Sacrocolpopexy is a surgical procedure to support the vagina. It uses a permanent material that can support the bladder, rectum and apex (top) of the vagina. It is oftentimes used when other procedures for pelvic organ prolapse have failed or when a patient’s lifestyle would increase the failure rates of a native tissue repair. If a uterus is present, a supracervical hysterectomy is performed as the uterus is in the way of placing the material. The permanent material is in the shape of a “Y” which goes across the front, top and back of the vagina behind the skin and then is attached to the back of the pelvis. We are able to perform this procedure in a minimally invasive way with a laparoscopic approach through multiple small incisions (less than 1 cm each). This allows the patient to stay only one night in the hospital and leave the next morning. The night the patient is in the hospital she is able to eat, drink and walk around in her room.
A supracervical hysterectomy refers to removal of the uterus above the cervix (the cervix remains behind). There are various reasons why this may be performed. With other pelvic floor repairs it is commonly done in order to maintain the integrity of the vagina to avoid any incisions into the vaginal mucosa (skin). By maintaining the vagina, it can decrease the incidence of erosions of materials into the vagina that are sometimes used in pelvic floor repairs.

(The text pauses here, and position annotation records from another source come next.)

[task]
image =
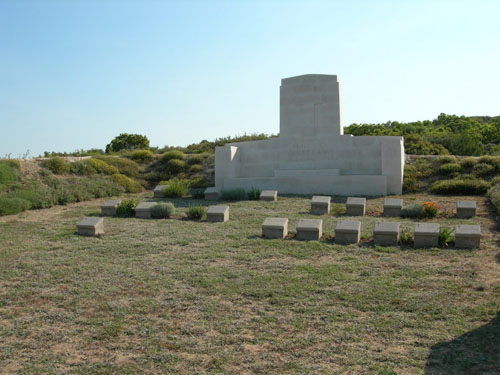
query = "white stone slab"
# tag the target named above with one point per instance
(90, 226)
(218, 213)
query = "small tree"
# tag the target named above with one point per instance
(127, 142)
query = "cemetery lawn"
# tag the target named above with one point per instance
(183, 297)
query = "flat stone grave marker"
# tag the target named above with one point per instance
(355, 206)
(218, 213)
(143, 210)
(90, 226)
(275, 227)
(392, 207)
(158, 191)
(212, 193)
(309, 229)
(320, 205)
(269, 195)
(466, 209)
(467, 236)
(426, 235)
(109, 207)
(347, 232)
(386, 233)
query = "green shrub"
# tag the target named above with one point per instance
(195, 212)
(448, 169)
(446, 159)
(456, 186)
(175, 166)
(57, 165)
(196, 159)
(127, 183)
(483, 170)
(253, 194)
(162, 210)
(102, 167)
(195, 168)
(412, 210)
(468, 163)
(233, 194)
(445, 236)
(126, 208)
(177, 188)
(494, 196)
(8, 175)
(141, 156)
(125, 166)
(82, 168)
(11, 206)
(172, 155)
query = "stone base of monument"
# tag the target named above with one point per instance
(218, 213)
(347, 232)
(143, 210)
(392, 207)
(90, 226)
(212, 193)
(320, 205)
(386, 234)
(467, 236)
(269, 195)
(109, 207)
(426, 235)
(158, 191)
(275, 227)
(355, 206)
(466, 209)
(309, 229)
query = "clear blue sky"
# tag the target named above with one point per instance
(74, 74)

TVT is a support for the urethra that is placed through a small (1 cm) incision in the vagina to help stop stress urinary incontinence (SUI). It is a very effective procedure with long-term data supporting its use and involves the use of permanent material. There are two main versions, each with its own benefits. One version, called a TVT-Exact (Retropubic TVT), places the support behind the pubic symphysis with two small incisions above the pubic bone. The second version is called a TVT-O (Obturator) with two small incisions deep in the groin to the side of the vagina.
Concerns about TVT? Please read this.
The Uterosacral ligaments support the top (apex) of the vagina, whether the uterus is present or has been removed. These ligaments, along with others, become stretched out with apical prolapse of the vagina. The ligaments are able to be plicated (shortened) with sutures to better support the vaginal apex. Traditionally, this procedure has been performed vaginally, but with risk to other pelvic structures, notably the ureters (connect the kidneys down to the bladder to empty urine). We are able to do this laparoscopically with better visualization of the structures in close proximity, thereby greatly reducing the chance for damage to other organs and offering the ability to more clearly see the ligaments. This procedure is successful over 80% of the time. This procedure is oftentimes combined with anterior or posterior repairs and helps to improve the success rates of those procedures. Importantly, this procedure can be done without a hysterectomy (removal of the uterus) and thus is an excellent option for those who wish to retain their uterus or desire to avoid the additional surgery required during hysterectomy.